Hardness is the total Ca, Mg, Fe and other metals, it is calculated as CaCO3. therefore, it easily mis-concepted with alkalinity. Temporary hardness usually refers to the carbonate, which can be precipitated as carbonate scale in heating. Permanent hardness refers to the portion cannot be removed by heating, which is mostly sulphate.  Ca may precipitate as CaCO3 and thus provide protection and reduce corrosion rates. May enhance buffering effect in conjunction with alkalinity and pH.

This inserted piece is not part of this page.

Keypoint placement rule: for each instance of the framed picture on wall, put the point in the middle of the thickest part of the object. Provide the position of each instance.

temporary hardness ≤ p alkalinity

Permanent hardness = total hardness –  total alkalinity

Chloride

Chloride is notorious in corrosion protection since it is a strong depassivating agent and cause severe pitting in stainless steel surface. High chloride concentration also increased the risk of stress corrosion cracking in austenitic stainless steel. Field experience showed that corrosion in chloride rich environment tends to be more severe in fouling surface or surface with deposition. The higher the concentration of the chloride,  the higher the concentration of passivating inhibitor required.

Sulphate

sulphate scale is normally been taken as hard scale. It can not be easily removed by acid or heating. High levels increase corrosion of iron. sulphate are causative agent of the various types of concentration cell corrosion that cause pitting and crevice attack. The sulphate also promotes the depassivation the metals surface and growth of biofilm, which is the cause for the deep pin hole leak. Sulphate may also cause interference with certain aliphatic (long carbon chain) biocide and corrosion inhibitors.

Silica

Silica dissolved in water while water contacts with sand and rock. silica is the cause of very hard and tenacious scale, that can cause severe heat transferring issue. It also prevents chemical to contact with metal surface, therefore reduced the chemical/biocide treatment efficiency. However, silica is an effective corrosion inhibition additives for water distribution systems.

Hydrogen sulphide

Increases corrosion rates; may convert to sulphite and promote growth of bacteria

Ammonia

May increase solubility of some metals, also a nutrient for bacteria, in higher pH range, acting as pH buffer

Polyphosphates

May reduce tuberculation of iron and steel, and provide smooth pipe interior. May enhance uniform iron and steel corrosion at low dosages, Prevents CaCO3formation and deposition. Sequesters ferrous iron and reduced manganese, especially at pH below 7.is a nutrient for bacteria growth

DO

Increases rate of many corrosion reactions when metal is passive or immune under anodic conditions. May help form better passivating oxide films on some materials, such as iron. Organic inhibitors are not generally effective against oxygen caused corrosion unless they contain passivating groups such as benzoates or sulfonates. In some case, extreme high concentration of filming amine maybe used for oxygen corrosion inhibition.

Chlorine residual

Increases metallic corrosion, particularly for steel.

Temperature

Typically concern while water is sourced from industrial process, such as RO or power plant recycling.